Third Normal Form

  • Comments posted to this topic are about the item Third Normal Form

    Tom

  • Thanks for these articles Tom. I have ensure the application developers here are reading all of them. Of course the DBA's already get it but like a lot of small shops the DBAs don't do development and although there are a lot of senior developers they are all building to a OLTP style and are always making these common mistakes.

    I'm anxiously looking forward to the next in the series and the Fourth and Fifth are for me as I've only ever gotten to 3.5 or what I was taught as Boyce Codd Normal Form.

  • Great and clear example. Thanks Tom.

    Need an answer? No, you need a question
    My blog at https://sqlkover.com.
    MCSE Business Intelligence - Microsoft Data Platform MVP

  • Tom,

    Thanks for the series, it has been very interesting thus far.

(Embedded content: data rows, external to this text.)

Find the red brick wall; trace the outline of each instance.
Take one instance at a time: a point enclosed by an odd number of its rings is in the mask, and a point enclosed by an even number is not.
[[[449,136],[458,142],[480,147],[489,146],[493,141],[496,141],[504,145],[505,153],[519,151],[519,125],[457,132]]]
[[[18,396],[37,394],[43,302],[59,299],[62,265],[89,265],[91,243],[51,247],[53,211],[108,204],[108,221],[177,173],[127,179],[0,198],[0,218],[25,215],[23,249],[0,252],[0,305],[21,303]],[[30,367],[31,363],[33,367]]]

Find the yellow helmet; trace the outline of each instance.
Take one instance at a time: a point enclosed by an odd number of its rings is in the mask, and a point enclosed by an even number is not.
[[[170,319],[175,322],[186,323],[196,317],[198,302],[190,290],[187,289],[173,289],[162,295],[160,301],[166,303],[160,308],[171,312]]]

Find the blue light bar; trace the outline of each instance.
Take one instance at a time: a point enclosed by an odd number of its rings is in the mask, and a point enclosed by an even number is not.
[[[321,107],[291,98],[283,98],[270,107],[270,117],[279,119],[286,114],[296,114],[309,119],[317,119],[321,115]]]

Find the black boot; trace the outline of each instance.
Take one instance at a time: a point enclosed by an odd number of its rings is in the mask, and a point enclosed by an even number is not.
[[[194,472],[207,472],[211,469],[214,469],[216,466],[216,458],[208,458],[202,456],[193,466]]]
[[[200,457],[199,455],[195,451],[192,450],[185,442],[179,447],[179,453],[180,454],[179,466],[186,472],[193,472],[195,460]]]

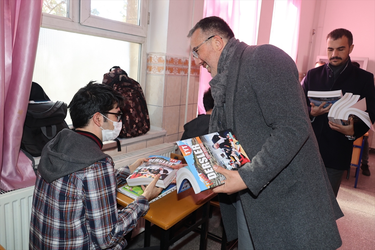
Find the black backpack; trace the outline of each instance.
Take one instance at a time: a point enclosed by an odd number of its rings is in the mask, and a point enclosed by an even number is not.
[[[125,97],[125,105],[121,109],[122,129],[118,136],[134,137],[146,133],[150,130],[150,118],[141,85],[118,66],[114,66],[110,71],[104,74],[103,84],[111,87]]]
[[[65,121],[68,105],[63,102],[51,102],[43,88],[34,82],[28,100],[36,103],[27,106],[21,149],[36,157],[40,156],[44,146],[57,133],[69,128]]]

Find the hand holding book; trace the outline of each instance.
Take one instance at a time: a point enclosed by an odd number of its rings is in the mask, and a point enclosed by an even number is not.
[[[330,109],[332,106],[332,103],[330,104],[326,108],[324,108],[326,104],[326,102],[323,102],[320,106],[316,106],[314,103],[310,102],[310,104],[311,105],[311,111],[310,112],[310,115],[311,116],[318,116],[329,112]]]
[[[354,121],[352,117],[350,117],[349,120],[349,124],[347,125],[336,124],[331,121],[328,122],[328,124],[330,127],[333,130],[340,132],[345,135],[354,135]]]
[[[220,173],[225,176],[226,178],[224,184],[212,189],[212,191],[214,192],[224,193],[231,195],[248,188],[238,171],[228,170],[217,165],[214,165],[213,169],[218,173]]]
[[[151,183],[146,186],[146,187],[143,185],[141,185],[142,189],[144,191],[142,195],[146,197],[147,201],[151,201],[156,197],[163,190],[163,189],[162,188],[158,187],[155,186],[159,178],[160,178],[160,174],[158,174],[156,175],[155,178],[154,178],[154,180],[151,182]]]

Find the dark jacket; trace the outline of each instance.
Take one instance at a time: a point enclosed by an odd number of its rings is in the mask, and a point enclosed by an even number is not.
[[[201,115],[184,125],[185,131],[181,140],[204,135],[208,133],[210,115]]]
[[[210,84],[214,93],[216,78],[228,62],[232,73],[226,76],[225,115],[251,160],[238,172],[248,188],[240,193],[255,249],[338,248],[335,220],[343,215],[319,154],[296,64],[271,45],[247,47],[233,38],[227,46],[237,48],[226,57],[223,50]],[[215,132],[211,124],[210,131]],[[220,202],[228,239],[233,240],[234,208]]]
[[[349,58],[346,67],[333,83],[332,70],[327,64],[312,69],[308,72],[302,87],[304,91],[309,113],[311,111],[308,91],[330,91],[341,90],[342,94],[348,92],[366,97],[368,112],[372,123],[375,121],[375,88],[374,75],[352,64]],[[312,123],[319,145],[320,154],[326,167],[346,170],[351,160],[354,140],[350,140],[345,135],[333,130],[328,124],[328,113],[315,117]],[[359,138],[369,128],[362,121],[354,124],[354,134]]]

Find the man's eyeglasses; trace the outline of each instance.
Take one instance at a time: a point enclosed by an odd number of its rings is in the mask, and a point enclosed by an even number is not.
[[[204,43],[206,42],[207,42],[209,40],[210,40],[210,39],[211,39],[211,38],[212,38],[212,37],[213,37],[214,36],[210,36],[209,37],[208,37],[208,38],[207,38],[206,40],[205,40],[204,41],[203,41],[203,42],[202,42],[199,45],[198,45],[198,46],[197,46],[196,47],[195,47],[195,48],[193,48],[193,50],[192,50],[193,55],[194,56],[194,57],[195,57],[195,58],[196,58],[197,59],[198,58],[198,53],[197,53],[196,52],[196,51],[198,49],[198,48],[199,48],[200,46],[202,44],[203,44],[203,43]]]
[[[117,122],[120,121],[121,120],[121,116],[122,115],[122,112],[120,113],[111,113],[111,112],[102,112],[103,114],[110,114],[111,115],[114,115],[117,119]]]

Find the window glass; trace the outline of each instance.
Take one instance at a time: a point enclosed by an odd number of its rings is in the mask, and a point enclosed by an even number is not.
[[[91,15],[139,25],[138,0],[91,0]]]
[[[42,11],[44,13],[68,17],[68,0],[43,0]]]
[[[140,44],[40,28],[33,81],[68,105],[80,88],[119,66],[138,81]],[[69,112],[65,119],[72,124]]]

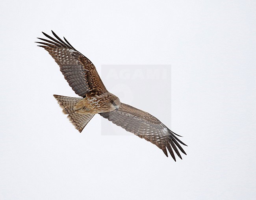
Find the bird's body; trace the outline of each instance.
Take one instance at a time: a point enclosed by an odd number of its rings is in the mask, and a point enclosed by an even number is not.
[[[43,33],[50,40],[39,38],[46,43],[37,43],[43,44],[39,46],[49,52],[59,66],[69,85],[82,97],[54,95],[63,112],[68,115],[76,129],[82,132],[95,115],[99,114],[126,131],[155,144],[167,157],[168,150],[176,161],[173,150],[182,159],[178,148],[186,153],[179,143],[186,145],[175,135],[180,135],[150,114],[121,103],[117,96],[108,91],[93,63],[65,38],[65,42],[52,32],[56,39]]]
[[[113,102],[116,102],[115,107]],[[111,112],[118,109],[120,101],[110,93],[87,95],[78,102],[74,106],[75,112],[80,114],[98,114]]]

    However, I think more distinction needs to be made between 2NF and 3NF. The example seems to be about 2NF. The Candidate key for the original table is City. The Phone number is not dependent upon City at all, it is dependent upon Group. I think that you are trying to show a transitive relationship from the Key to the phone number. But that relationship doesn't seem to exist in the example.

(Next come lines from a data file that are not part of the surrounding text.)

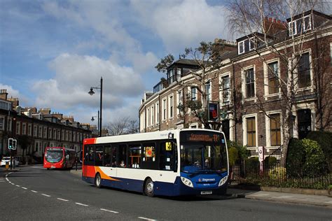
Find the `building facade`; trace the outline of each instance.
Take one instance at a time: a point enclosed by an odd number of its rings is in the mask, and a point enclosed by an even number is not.
[[[205,87],[207,100],[219,103],[219,122],[226,138],[246,145],[253,155],[257,155],[259,146],[270,152],[282,145],[282,120],[289,104],[284,99],[287,90],[284,83],[292,65],[294,80],[291,86],[296,92],[291,98],[294,101],[291,136],[303,138],[311,131],[332,131],[332,17],[313,11],[298,15],[292,21],[298,27],[305,27],[301,30],[303,34],[296,32],[298,29],[285,29],[291,24],[289,21],[282,23],[268,18],[266,24],[275,30],[279,29],[286,36],[285,38],[271,38],[270,43],[277,51],[287,51],[296,39],[301,42],[300,54],[289,53],[290,57],[296,57],[292,61],[297,64],[285,62],[277,52],[260,45],[256,38],[259,34],[249,35],[237,39],[234,50],[223,56],[221,68],[207,73],[215,76],[217,72],[218,76],[200,85]],[[305,21],[306,26],[302,21]],[[175,68],[181,63],[181,59],[175,62],[169,72],[175,73]],[[197,68],[193,61],[186,63],[191,70]],[[139,108],[141,132],[204,127],[190,110],[184,115],[177,108],[184,102],[186,94],[192,99],[202,100],[195,87],[184,87],[184,83],[195,82],[194,76],[179,73],[177,81],[170,79],[172,75],[167,74],[167,87],[157,85],[155,89],[158,90],[144,94]]]

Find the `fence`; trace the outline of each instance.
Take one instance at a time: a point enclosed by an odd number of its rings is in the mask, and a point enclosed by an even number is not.
[[[331,188],[332,173],[324,165],[315,173],[298,173],[281,162],[280,147],[260,164],[258,157],[237,162],[231,166],[231,183],[254,184],[278,187]]]

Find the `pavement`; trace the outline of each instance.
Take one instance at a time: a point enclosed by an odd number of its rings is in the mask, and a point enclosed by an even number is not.
[[[8,171],[18,171],[20,166],[15,170],[8,170]],[[6,169],[1,167],[0,169],[0,176],[1,173],[6,173]],[[7,172],[8,172],[7,171]],[[2,172],[2,173],[1,173]],[[82,170],[81,168],[76,170],[75,168],[70,172],[75,176],[81,176]],[[249,190],[237,189],[236,186],[232,186],[228,190],[228,194],[235,198],[245,198],[250,199],[263,200],[268,201],[275,201],[286,204],[298,204],[303,205],[318,206],[331,208],[332,209],[332,192],[329,195],[315,195],[312,194],[300,194],[289,192],[281,192],[280,190],[275,191],[276,188],[265,188],[270,191],[265,190]],[[275,191],[274,191],[275,190]],[[300,190],[295,190],[300,192]],[[291,192],[296,192],[293,190]],[[303,191],[302,191],[303,192]],[[315,193],[315,192],[308,192]]]

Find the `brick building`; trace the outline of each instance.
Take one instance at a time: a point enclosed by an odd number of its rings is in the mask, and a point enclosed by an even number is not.
[[[292,37],[299,42],[301,38],[301,53],[289,56],[296,57],[297,62],[292,70],[296,92],[292,98],[295,101],[291,136],[303,138],[310,131],[332,131],[332,17],[314,10],[297,15],[292,21],[293,25],[290,26],[289,20],[287,23],[265,18],[265,24],[272,27],[271,35],[277,34],[269,42],[277,50],[288,51],[294,42]],[[298,34],[296,25],[303,25],[300,31],[303,34]],[[295,29],[291,29],[293,27]],[[247,145],[252,155],[256,155],[258,146],[265,146],[270,152],[282,145],[282,120],[288,104],[282,82],[286,81],[291,65],[261,45],[256,38],[259,36],[256,33],[239,38],[235,45],[227,43],[228,52],[223,55],[223,66],[213,71],[214,75],[218,72],[218,78],[212,78],[205,85],[207,100],[219,104],[221,129],[230,140]],[[219,42],[216,39],[215,43]],[[186,69],[200,71],[192,60],[179,59],[168,68],[168,87],[160,83],[142,99],[141,132],[204,127],[192,113],[180,116],[177,108],[187,94],[192,99],[202,99],[197,88],[184,87],[179,83],[195,80],[193,74],[184,74],[184,63]]]
[[[73,116],[51,113],[50,108],[21,108],[18,98],[8,98],[0,90],[0,155],[8,155],[8,138],[18,140],[15,155],[28,155],[40,161],[46,147],[82,149],[83,139],[92,137],[89,125],[81,125]],[[22,160],[22,159],[21,159]]]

    In the wikipedia example of 3NF http://en.wikipedia.org/wiki/Third_normal_form this transitivity is expressed by having two overlapping candidate keys, one of which determines the non-prime attribute, but the other doesn't. This seems to imply that the difference between 2NF and 3NF is that in 2NF non-prime attributes need to depend on A candidate key, while in 3NF the non-prime attributes need to depend on ALL candidate keys.

    So, can you please expand on this and clear up my confusion?

    Thanks,

    JimFive

  • Due to the extreme flexibility requirements of our reporting system users need at least a nodding acquaintence with the database schema--primarily how specific data can be found in specific tables, and how the tables are related to each other.

    Rather than try and explain anything about normal forms we use the SPOT and Path metaphor. SPOT = Single Point Of Truth (ie the data is only stored in one single place *once*) and there are always paths between tables, so for example a Zone (set of contiguous zip codes) is always connected to only one Office which in turn is in one Region.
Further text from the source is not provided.